I have been long ruminating on Brother Jim's response. There is more there than I can keep in one train of thought. But here are a couple of replies.

First, You are undoubtedly correct in suggesting that we are not relieved of responsibility for being there -- physically and emotionally to those in need and in dire straits. We are not excused by giving taxes willingly so that the government can do it for us. (You description of a walk through DC points out that the government doesn't do a very good job. The very Christian men and women who vote up or down on social-net supports are blind to the presence of "Crazy Joe" or the crack addict sitting and rambling half a block from the Capitol.) The Good Samaritan's predecessors on the road were likely people who trusted others to take care of it. (Let Mother Teresa do it; she doesn't fear getting TB.) We ought to be like them, as the parable makes crystal clear.

But the answer is not to relieve pressure on the government to do it, too.
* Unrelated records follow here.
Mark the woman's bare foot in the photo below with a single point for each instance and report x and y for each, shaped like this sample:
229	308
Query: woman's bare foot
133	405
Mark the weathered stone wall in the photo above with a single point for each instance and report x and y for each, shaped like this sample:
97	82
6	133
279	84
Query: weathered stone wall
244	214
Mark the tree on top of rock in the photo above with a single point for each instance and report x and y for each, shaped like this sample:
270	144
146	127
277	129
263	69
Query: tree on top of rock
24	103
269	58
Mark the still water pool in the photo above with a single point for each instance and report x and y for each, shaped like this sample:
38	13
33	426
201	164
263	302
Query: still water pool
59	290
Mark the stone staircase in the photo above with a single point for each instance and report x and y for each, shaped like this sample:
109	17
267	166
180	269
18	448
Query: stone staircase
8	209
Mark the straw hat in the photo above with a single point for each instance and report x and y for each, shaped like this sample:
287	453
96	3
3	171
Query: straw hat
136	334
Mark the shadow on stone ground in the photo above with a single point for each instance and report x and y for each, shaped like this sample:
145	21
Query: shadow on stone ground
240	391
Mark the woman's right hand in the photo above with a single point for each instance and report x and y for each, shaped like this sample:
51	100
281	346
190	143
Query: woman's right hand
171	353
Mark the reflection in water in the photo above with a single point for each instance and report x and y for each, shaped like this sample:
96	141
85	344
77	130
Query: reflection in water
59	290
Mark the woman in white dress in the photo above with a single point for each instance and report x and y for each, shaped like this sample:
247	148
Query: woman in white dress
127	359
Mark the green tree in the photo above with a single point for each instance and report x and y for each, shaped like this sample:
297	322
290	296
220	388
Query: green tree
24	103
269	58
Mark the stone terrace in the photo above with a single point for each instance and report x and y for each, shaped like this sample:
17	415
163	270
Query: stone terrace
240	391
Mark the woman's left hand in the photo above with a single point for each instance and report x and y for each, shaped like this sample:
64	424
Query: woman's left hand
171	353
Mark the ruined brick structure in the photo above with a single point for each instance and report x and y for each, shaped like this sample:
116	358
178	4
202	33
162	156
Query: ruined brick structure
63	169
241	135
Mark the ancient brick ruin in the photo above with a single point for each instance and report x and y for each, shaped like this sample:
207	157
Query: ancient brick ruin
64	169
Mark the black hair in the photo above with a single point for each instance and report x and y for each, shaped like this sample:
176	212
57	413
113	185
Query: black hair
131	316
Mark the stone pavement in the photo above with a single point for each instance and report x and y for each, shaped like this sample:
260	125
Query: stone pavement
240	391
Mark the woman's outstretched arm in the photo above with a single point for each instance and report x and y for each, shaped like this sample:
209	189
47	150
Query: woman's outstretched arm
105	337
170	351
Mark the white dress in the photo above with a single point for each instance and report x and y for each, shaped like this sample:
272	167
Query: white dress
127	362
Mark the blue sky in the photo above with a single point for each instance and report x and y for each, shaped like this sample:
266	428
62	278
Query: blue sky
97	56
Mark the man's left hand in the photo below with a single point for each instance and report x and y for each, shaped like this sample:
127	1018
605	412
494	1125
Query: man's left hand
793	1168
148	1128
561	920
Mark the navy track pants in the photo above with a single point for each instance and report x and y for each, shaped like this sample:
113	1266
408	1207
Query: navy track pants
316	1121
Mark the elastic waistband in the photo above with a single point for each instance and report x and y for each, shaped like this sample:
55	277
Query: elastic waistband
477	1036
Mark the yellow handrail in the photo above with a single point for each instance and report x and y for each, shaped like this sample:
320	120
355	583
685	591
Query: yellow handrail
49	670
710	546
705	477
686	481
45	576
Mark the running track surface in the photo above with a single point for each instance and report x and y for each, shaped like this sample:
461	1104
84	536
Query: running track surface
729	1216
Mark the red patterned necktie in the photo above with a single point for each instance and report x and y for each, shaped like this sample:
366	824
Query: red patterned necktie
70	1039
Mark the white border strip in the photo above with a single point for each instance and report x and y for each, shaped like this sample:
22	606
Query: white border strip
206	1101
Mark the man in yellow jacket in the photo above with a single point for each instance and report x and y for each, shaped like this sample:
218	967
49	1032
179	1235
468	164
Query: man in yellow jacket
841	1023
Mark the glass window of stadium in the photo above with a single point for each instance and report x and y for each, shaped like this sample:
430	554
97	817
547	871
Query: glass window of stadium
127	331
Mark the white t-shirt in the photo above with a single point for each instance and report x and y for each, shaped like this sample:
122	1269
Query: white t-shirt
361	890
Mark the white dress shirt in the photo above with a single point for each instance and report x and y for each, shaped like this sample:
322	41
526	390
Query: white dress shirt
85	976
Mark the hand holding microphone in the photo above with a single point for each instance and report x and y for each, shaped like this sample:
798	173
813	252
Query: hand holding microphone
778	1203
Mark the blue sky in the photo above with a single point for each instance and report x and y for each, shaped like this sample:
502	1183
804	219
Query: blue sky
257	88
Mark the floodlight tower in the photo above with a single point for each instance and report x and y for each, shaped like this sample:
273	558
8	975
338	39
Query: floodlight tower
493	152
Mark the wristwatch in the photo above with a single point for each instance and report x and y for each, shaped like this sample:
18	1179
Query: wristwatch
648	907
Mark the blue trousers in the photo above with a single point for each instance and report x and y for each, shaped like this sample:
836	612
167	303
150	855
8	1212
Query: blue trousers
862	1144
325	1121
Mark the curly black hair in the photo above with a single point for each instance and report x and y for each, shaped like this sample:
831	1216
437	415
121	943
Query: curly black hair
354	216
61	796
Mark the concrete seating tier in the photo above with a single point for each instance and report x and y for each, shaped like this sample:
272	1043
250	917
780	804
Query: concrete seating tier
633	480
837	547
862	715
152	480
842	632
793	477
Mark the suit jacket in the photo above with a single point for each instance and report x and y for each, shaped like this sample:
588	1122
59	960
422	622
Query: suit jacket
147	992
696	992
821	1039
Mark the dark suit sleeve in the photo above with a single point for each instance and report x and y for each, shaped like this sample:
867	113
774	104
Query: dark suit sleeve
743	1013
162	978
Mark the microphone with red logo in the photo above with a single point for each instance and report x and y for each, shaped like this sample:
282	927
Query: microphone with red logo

While the government (and even Church social services) can't and won't do it all -- and so we have our duties to those at hand -- in this society it is precisely the function and purpose of the government to use tax monies to promote the general welfare.

I have recently read extremely articulate (and supposedly Bible-based) claims that Christians should demand that government withdraw government benefits for poor, sick, etc. people because their situation is a sign of God's disfavor. It was a radical, pseudo-Calvinist point of view, and it was one that received a lot of approbation from Christian respondents. Similarly, our well-being is a sign of God's favor, that we are doing things right -- and we should be fearful of screwing up a good thing.

We can't adopt an eithe-or approach. That's why the Church lobbies the Congress and legislatures. That's also why the Church and churches need to institute voter-education programs -- not partisan promotion, which ought to cause the IRS to yank a congregation's tax-exempt status within a day, but serious ethical reflection on the impact of the Gospel's witness and reality on the policies being promoted by varioius candidates. (Let's get the truth from the candidates, too, so that we can gauge their positions. That's a pipe dream, however.)

And perhaps foremost, as my recent reading of the Apocalypse makes clear to me, we must not abandon hope -- even though that is the single greatest temptation that I face in my daily life. The word of the Lord is sure -- and it is a gracious and effective word. We must "fight the good fight" and win or lose we will not be defeated.

Rail, rail against the dying of the light,
but keep in heart that the light will not die --
it has been raised never to die again.